Intelligent Agent Foundations Forumsign up / log in
Third-person counterfactuals
post by Benja Fallenstein 1027 days ago | Kaya Stechly, Nate Soares and Patrick LaVictoire like this | 4 comments

If you’re thinking about the counterfactual world where you do X in the process of deciding whether to do X, let’s call that a first-person counterfactual. If you’re thinking about it in the process of deciding whether another agent A should have done X instead of Y, let’s call that a third-person counterfactual. The definition of, e.g., modal UDT uses first-person counterfactuals, but when we try to prove a theorem showing that modal UDT is “optimal” in some sense, then we need to use third-person counterfactuals.

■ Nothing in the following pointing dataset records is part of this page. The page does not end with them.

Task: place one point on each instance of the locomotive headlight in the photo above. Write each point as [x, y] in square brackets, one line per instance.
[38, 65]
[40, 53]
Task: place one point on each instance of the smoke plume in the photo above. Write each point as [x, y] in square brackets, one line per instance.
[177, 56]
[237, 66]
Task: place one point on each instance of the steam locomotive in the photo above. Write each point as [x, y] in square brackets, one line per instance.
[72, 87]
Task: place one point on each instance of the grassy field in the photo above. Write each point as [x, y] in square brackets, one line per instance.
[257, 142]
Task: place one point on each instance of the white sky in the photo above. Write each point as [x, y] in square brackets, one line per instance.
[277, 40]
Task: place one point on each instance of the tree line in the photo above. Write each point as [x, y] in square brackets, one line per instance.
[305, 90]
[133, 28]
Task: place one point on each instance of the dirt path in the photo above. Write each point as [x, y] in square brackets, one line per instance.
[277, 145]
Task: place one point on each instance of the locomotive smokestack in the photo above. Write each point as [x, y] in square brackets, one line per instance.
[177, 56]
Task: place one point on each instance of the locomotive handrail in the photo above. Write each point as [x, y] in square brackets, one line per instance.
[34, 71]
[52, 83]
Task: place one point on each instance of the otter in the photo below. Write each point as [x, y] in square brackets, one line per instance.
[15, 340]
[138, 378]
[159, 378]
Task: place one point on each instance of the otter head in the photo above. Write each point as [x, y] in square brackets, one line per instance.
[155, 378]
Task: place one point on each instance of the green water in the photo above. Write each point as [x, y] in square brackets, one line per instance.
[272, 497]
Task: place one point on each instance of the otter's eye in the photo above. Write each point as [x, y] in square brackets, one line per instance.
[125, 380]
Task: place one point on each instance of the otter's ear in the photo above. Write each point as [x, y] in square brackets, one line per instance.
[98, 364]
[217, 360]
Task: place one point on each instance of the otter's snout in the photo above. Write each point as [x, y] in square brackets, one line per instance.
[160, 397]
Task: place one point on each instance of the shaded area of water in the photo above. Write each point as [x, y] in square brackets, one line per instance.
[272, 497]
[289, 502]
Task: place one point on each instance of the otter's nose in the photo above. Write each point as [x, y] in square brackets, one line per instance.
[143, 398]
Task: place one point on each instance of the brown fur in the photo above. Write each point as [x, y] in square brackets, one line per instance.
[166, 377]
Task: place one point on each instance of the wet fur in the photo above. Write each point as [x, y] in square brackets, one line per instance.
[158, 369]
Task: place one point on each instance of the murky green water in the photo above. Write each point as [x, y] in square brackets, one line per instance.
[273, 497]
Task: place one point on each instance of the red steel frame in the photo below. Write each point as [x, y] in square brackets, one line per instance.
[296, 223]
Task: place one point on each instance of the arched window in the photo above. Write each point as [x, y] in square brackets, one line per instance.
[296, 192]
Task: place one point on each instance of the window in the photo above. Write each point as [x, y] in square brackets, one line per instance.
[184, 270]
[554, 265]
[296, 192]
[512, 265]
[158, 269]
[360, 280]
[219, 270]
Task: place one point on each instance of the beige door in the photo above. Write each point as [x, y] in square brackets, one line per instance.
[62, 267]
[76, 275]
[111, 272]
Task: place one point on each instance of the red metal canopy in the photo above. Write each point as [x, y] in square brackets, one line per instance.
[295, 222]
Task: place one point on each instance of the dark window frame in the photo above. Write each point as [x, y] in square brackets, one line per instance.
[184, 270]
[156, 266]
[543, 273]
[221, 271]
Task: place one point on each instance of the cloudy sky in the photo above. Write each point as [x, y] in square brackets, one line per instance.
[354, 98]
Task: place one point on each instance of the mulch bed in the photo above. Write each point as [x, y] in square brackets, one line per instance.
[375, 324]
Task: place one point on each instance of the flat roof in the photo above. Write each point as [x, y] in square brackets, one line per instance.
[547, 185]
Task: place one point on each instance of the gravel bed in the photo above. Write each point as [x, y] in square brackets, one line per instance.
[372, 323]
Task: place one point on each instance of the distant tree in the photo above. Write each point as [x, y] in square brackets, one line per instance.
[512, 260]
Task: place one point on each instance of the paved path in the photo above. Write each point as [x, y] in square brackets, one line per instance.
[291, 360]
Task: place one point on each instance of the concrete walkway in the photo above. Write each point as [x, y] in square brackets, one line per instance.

UDT’s first-person counterfactuals are logical counterfactuals, but our optimality result evaluates UDT by using physical third-party counterfactuals: it asks, would another agent have done better, not, would a different action by the same agent have lead to a better outcome? The former is easier to analyze, but the latter seems to be what we really care about. Nate’s recent post on “global UDT” points towards turning UDT into a notion of third-party counterfactuals, and describes some problems. In this post, I’ll give a fuller UDT-based notion of logical third-party counterfactuals, which at least fails visibly (returns an error) in the kinds of cases Nate describes. However, in a follow-up post I’ll give an example where this definition returns a non-error value which intuitively seems wrong.

Before I start, a historical side note: When Kenny Easwaran visited us for two days and we proved the UDT optimality result, the reason we decided to physical counterfactuals wasn’t actually that we thought these were the better kind of counterfactuals. Rather, we actually thought explicitly about the problem of physical vs. logical third-person counterfactuals on the first morning of Kenny’s visit, and decided to look at the physical counterfactuals case because it seemed easier to reason about. Which turned out to be a great decision, because—to our surprise—we very quickly ended up proving the first version of what later became the modal UDT optimality result!

But today, let’s talk about logical counterfactuals. As Nate points out in his Global UDT post, there’s a sort of duality between first-person and third-person counterfactuals—given a good third-person notion of counterfactuals, you can try to turn it into a first-person notion by writing an agent that evaluates actions according to it, and given a first-person notion you can try to turn it into a third-person notion. So is there a way to turn, say, the first-person counterfactuals of modal UDT into a way to evaluate what would have happened in a certain universe if a certain agent had taken a different action?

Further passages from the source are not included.